Bisnis.com, JAKARTA – Sejumlah kementerian dan lembaga menyepakati pengembangan sistem database penanganan perkara tindak pidana secara terpadu berbasis teknologi informasi.
Luhut Binsar Pandjaitan, Menteri Koordinator Bidang Politik, Hukum dan Keamanan mengatakan kesepakatan berbentuk Memorandum of Understanding tersebut diharapkan mampu meminimalisir adanya permasalahan yang terkait komunikasi dan koordinasi antar instansi penegak hukum.
Selama ini, dia mengakui bahwa komunikasi dan koordinasi yang telah dilakukan belum berjalan optimal. Lewat sistem penangan perkara secara terpadu (SPPT) berbasis teknologi informasi, dia meyakini akan terjadi proses peradilan, penyidikan, sampai eksekusi sebagai satu kesatuan yang tidak dapat dipisahkan.
“Sekaligus akan mempercepat dan mempermudah proses penanganan perkara,” kata Luhut, di Kompleks Istana Kepresidenan, Kamis, (28/1/2016).
Dasar hukum MoU ini adalah Peraturan Presiden Nomor 2 tahun 2015 dan Instruksi Presiden Nomor 7 tahun 2015 tentang Aksi Pencegahan dan Pemberantasan Korupsi.
Instansi pemerintah yang menandatangani MoU itu adalah Kemenko Bidang Polhukam, Polri, Mahkamah Agung, Kemenkominfo, Kementerian Desa, Pembangunan Daerah Tertinggal, dan Transmigrasi, Lembaga Sandi Negara (Lemsaneg), dan Badan Perencanaan Pembangunan Nasional (Bappenas).
Sebagai langkah awal pelaksanaan sistem, Luhut mengatakan pihaknya mendorong pelaksanaan integrasi database penanganan perkara melalui tukar-menukar data antar instansi penegak hukum.

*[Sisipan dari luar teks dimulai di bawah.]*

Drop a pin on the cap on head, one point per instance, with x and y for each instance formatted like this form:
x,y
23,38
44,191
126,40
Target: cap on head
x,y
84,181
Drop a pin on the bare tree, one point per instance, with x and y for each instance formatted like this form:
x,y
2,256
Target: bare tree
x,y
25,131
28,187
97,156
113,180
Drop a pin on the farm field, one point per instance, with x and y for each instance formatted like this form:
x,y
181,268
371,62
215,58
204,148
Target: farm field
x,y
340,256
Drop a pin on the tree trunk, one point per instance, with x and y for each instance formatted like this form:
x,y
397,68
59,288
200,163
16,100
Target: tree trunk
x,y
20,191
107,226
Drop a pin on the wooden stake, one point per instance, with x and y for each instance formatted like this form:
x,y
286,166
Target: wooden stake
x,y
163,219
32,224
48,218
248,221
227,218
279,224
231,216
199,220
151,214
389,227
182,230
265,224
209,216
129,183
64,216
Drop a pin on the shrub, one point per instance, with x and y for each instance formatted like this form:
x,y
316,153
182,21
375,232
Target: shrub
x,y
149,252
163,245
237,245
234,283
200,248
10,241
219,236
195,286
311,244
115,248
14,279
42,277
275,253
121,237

Pramono Anung, Sekretaris Kabinet mengatakan pemerintah menginginkan persoalan hukum ego sektoral yang terjadi selama ini terjadi dapat dikonsolidasikan dengan dukungan teknologi informasi. Dengan begitu, respons dan tindakan penegak hukum dapat dipercepat dalam suatu perkara.
"Ini menyelesaikan persoalan yang selama ini ada di antara kepolisian, kejaksaan, MA dan lembaga kementerian lainnya yang tidak terselesaikan," katanya.